No bloodshed, no major battles, no side quests, just timed button presses. The game’s careful pacing, low stakes, and goal of acquiring rap ratings of “COOL” or “GOOD” while simply avoiding the “BAD” rating seem almost absurdly minimalist compared to what’s currently on offer. rhythm games, but back then all you could think of was how to delay diarrhea and nail killer worms to earn your sweet floral honey.
RHYTHM IN REPETITION
Parappa’s unprecedented success has been embraced and studied by other developers hoping to jump on the rhythm game bandwagon. In 1998, you could see incredibly cool, but sweaty kids jumping and stomping on the neon dance platforms of Dance, Dance Revolution. The platform contained a grid that functioned as an oversized controller that featured a similar “Simon Says” mechanic, but with one significant difference: dancing. It has taken the world by storm and the allure has yet to fade. Currently, there are 27 official iterations of the game that can be played on arcade platforms or home consoles which undoubtedly work as an alternative to a gym membership.

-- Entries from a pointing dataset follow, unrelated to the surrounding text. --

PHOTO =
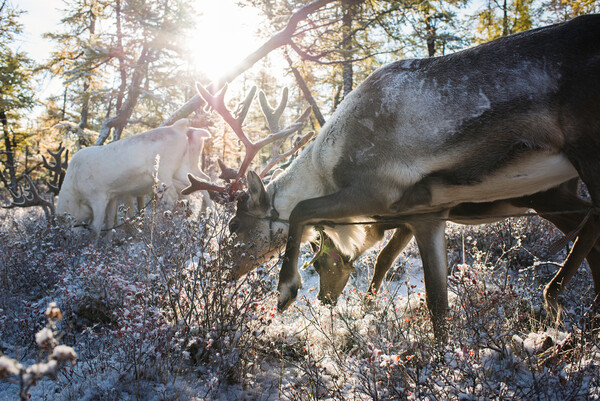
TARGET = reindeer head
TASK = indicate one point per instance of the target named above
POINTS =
(259, 235)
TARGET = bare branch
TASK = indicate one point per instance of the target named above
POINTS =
(276, 41)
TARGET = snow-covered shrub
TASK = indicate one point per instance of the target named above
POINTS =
(51, 359)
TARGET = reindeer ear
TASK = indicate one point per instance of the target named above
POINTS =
(256, 189)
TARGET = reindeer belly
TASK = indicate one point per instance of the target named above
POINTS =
(535, 172)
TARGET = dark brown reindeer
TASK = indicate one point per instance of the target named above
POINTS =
(506, 119)
(561, 206)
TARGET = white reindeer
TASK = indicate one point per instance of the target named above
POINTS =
(99, 176)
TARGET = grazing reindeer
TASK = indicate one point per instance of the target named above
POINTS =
(509, 118)
(99, 176)
(334, 268)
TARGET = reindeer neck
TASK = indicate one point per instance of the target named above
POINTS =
(300, 181)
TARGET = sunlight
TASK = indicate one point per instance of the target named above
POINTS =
(225, 34)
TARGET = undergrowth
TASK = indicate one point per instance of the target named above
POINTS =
(154, 315)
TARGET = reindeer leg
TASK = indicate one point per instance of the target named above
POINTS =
(582, 246)
(342, 204)
(388, 255)
(431, 240)
(99, 212)
(564, 198)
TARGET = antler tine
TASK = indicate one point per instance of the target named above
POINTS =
(57, 168)
(299, 143)
(295, 126)
(227, 173)
(245, 106)
(273, 115)
(200, 185)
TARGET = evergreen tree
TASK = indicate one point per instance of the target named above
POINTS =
(16, 95)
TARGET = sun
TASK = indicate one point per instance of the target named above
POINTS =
(224, 35)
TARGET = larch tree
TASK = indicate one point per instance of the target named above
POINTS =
(16, 94)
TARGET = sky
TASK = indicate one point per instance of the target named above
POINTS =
(224, 35)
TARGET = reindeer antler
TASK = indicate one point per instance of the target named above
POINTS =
(216, 102)
(28, 197)
(57, 168)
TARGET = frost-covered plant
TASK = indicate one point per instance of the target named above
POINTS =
(52, 357)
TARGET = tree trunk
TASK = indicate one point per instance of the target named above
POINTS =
(119, 121)
(276, 41)
(346, 46)
(9, 146)
(85, 107)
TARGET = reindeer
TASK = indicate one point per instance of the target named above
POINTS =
(98, 177)
(561, 206)
(506, 119)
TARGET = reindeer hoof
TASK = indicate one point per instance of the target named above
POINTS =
(287, 294)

Do you remember Guitar Hero in 2005? Sure. How about Guitar Hero-themed parties, with pure tunes from your favorite bands in the comfort of your mate’s grimy apartment. Developer Harmonix took GH to the next level in 2009 with Rock Band: the first game to feature interactive drums, bass guitar and microphone for an immersive experience that spoiled many Friday nights in the best possible way.
The 2020 indie game feels like an almost direct homage to Parappa, with its flat cartoon graphics and late ’90s stylings that compel you to say every syllable: Friday Night Funkin’. The game is open source (which lends itself to some really questionable mods), the Parappa-like mechanics are taken to a difficulty level that’s comically frustrating, and the tunes are catchy as hell. There’s actually a mix CD full of FNF tracks in my car right now. Nothing weird about it. I drive around small people (my children). No matter.
Interestingly enough, rapping and gaming now seem synonymous, as many artists readily admit to playing, promoting, and occasionally contributing. However, you don’t have to be a rapper, or even a hardcore gamer to appreciate the impact and influence of this little dog. Along with his own PS4 remaster, his own anime, and a recent shortlist in the Global Video Games Hall of Fame, Parappa the Rapper pioneered a whole new gaming genre that continues to grow and thrive.
To that, all current and future rhythm developers owe him a nice, relaxing scratch behind the ears, or at least buy that dog a fresh new beanie.